To be fair, this is coming from the man who spent quite a bit of time yesterday contemplating making a stand for the V60 and Aeropress, you know the sort of thing, you can press down on the Aeropress, or rest the dripper on it, and have the scales beneath to weigh the coffee and water. After a few hours, I came to the conclusion that a v60 has the lip to support it on the cup's rim, ditto the Aeropress when plunging, and you cannot have scales beneath the stand when plunging the Aeropress.


----------



## MWJB (Feb 28, 2012)

AndyDClements said:


> To be fair, this is coming from the man who spent quite a bit of time yesterday contemplating making a stand for the V60 and Aeropress, you know the sort of thing, you can press down on the Aeropress, or rest the dripper on it, and have the scales beneath to weigh the coffee and water. After a few hours, I came to the conclusion that a v60 has the lip to support it on the cup's rim, ditto the Aeropress when plunging, and you cannot have scales beneath the stand when plunging the Aeropress.


With the V60 the amount of beverage dripping out is as important as the amount of water you pour in (if you leave it to drip long enough then gravity takes care of the former), but with the Aeropress you only really need to worry about the amount of water you pour in (the way that most people use them).


----------



## DrKizzle911 (Jan 3, 2016)

Well I've now settled on a standard process so I all I need is my stopwatch. Thanks for helping me prioritize my money towards actual coffee! Or rather, coffeecompass thanks you


----------



## barnfather (Dec 22, 2016)

Im wondering, is the Aeropress the best method for camping coffee making???


----------



## AndyDClements (Aug 29, 2016)

That's going to depend as to what type of coffee you want and even then be subjective. It's not going to be a true espresso but if you don't want espresso/ristretto then you can have a decent coffee.
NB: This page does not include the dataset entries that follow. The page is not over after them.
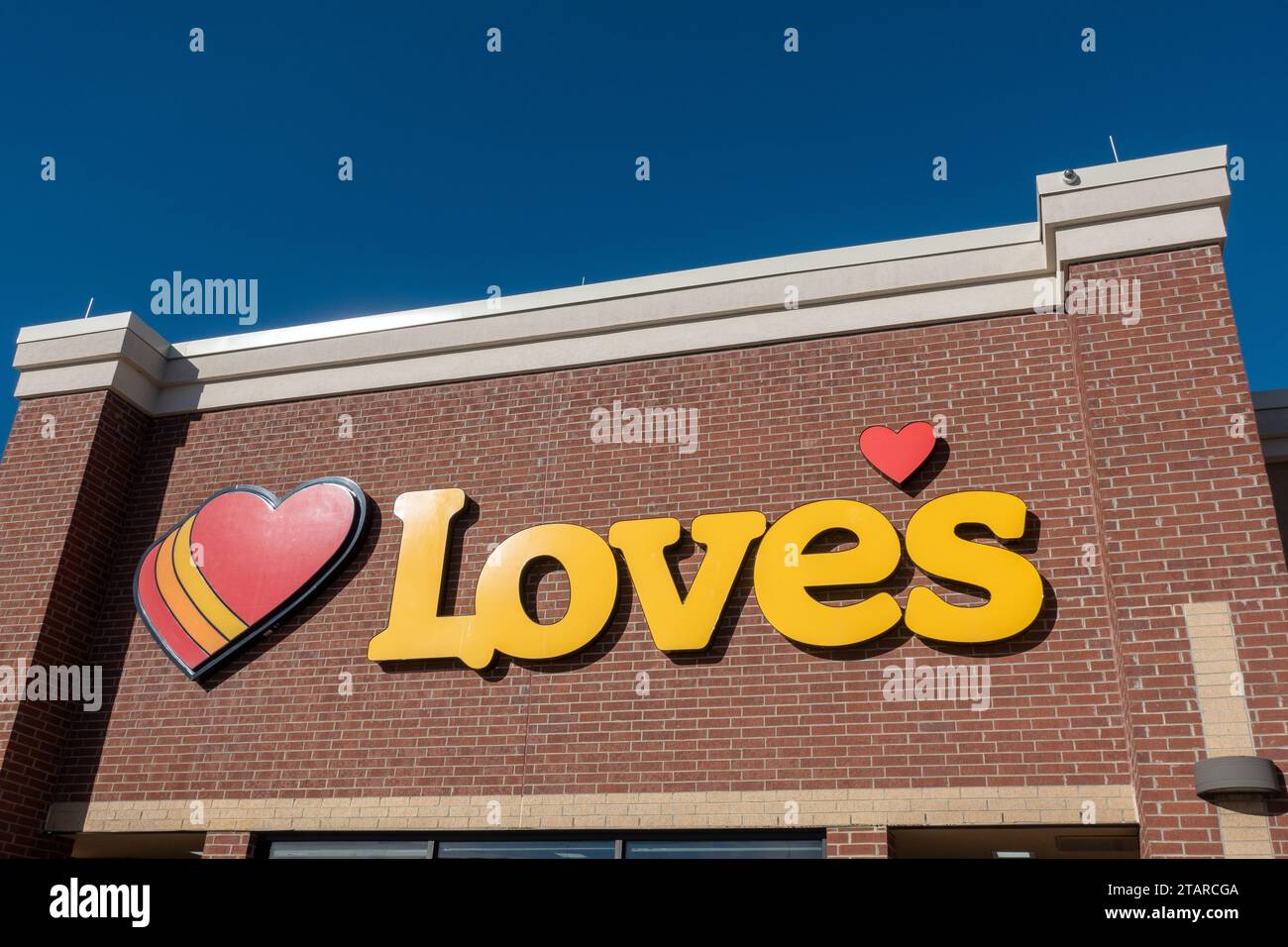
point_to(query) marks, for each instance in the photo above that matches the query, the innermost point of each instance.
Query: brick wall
(227, 845)
(1188, 515)
(63, 475)
(1022, 397)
Just make sure that you have a way to measure temperature if your preference of brew uses water at well below boiling point (I used to use 80degrees).


----------



## Glenn (Jun 14, 2008)

The market is already saturated with brewing apps - many of which are free.

They are a novelty and are often not used after the first week or so (based on conversations with the developers of several)


----------



## PHB1969 (Dec 26, 2016)

I've used Mister Barista on android, I'm a relative novice, but find it useful.


----------